Isa, la sorella di Fabio Polenghi, il fotografo ucciso durante un reportage in Thailandia, è stata in Oriente per chiedere la revisione del caso

Revisione caso fotoreporter segratese ucciso a Bangkok

Rivedo Isa dopo tanti anni, ma l’immagine di lei ragazzina già con la macchina fotografica tra le mani, è ben impressa nei miei ricordi. Da pochi giorni è rientrata dalla Thailandia, mi mostra alcune foto recentissime che la ritraggono al funerale di alcune vittime delle camicie rosse morte nel 2010. Con lei Robert Amsterdam, l’avvocato delle camicie rosse, che ha raccolto prove (fondamentale la testimonianza resa da un alto membro dell’esercito, meglio conosciuta come “Dichiarazione del testimone anonimo n.22”) già presentate al Tribunale Penale Internazionale dell’Aja, che evidenziano la innegabile violazione, da parte delle truppe governative tailandesi, dei fondamentali diritti umani durante le sommosse dell’aprile-maggio 2010 a Bangkok, in cui hanno perso la vita più di 90 civili, tra cui suo fratello Fabio. Questa volta Isa, delusa dal silenzio e dall’indifferenza delle istituzioni, è partita senza seguire i canali diplomatici, ha scelto di percorrere una strada parallela in cerca di verità e giustizia.

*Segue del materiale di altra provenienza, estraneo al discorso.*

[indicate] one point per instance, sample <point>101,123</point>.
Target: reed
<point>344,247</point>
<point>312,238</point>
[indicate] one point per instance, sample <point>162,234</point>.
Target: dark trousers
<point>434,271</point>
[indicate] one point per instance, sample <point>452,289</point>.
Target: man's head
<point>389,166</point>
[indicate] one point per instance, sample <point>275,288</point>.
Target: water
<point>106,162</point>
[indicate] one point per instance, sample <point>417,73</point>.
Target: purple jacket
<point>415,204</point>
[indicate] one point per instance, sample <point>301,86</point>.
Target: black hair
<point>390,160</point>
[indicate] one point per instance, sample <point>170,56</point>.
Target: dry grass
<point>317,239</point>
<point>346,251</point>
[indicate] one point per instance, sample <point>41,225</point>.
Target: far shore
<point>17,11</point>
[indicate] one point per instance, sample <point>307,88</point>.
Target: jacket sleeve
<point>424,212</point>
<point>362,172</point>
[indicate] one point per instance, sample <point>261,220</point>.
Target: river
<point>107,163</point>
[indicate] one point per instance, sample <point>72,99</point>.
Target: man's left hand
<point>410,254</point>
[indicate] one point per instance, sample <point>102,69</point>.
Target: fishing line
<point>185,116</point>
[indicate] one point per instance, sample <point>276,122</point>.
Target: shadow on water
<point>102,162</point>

Non solo per  Fabio, che quel giorno documentava con i suoi scatti una verità forse troppo scomoda, ma perché tutti coloro che vogliono testimoniare, raccontare quello che accade nel mondo con impegno sociale e civile, non debbano morire per questo. Più che una riapertura del caso (in effetti non è mai stato chiuso), Isa ha chiesto (aiutata da un avvocato locale) che l’indagine passi dalle mani della DSI (Dipartimento Indagini Speciali, ente investigativo governativo) a quelle della Polizia municipale di Bangkok. Perché? Semplice, spera in una maggiore garanzia di limpidezza nelle indagini. Una grande speranza che Isa aveva già apertamente manifestato a luglio in occasione di un cambio nel governo. Infatti nella sua "Lettera aperta al nuovo Primo Ministro della Thailandia" auspicava che i casi del 2010 fossero riesaminati affinché «il sacrificio di tanti abbia un senso e venga ripagato con onestà, giustizia, impegno e responsabilità per una rinascita forte e sana del suo Paese, che metta al primo posto la difesa della vita umana».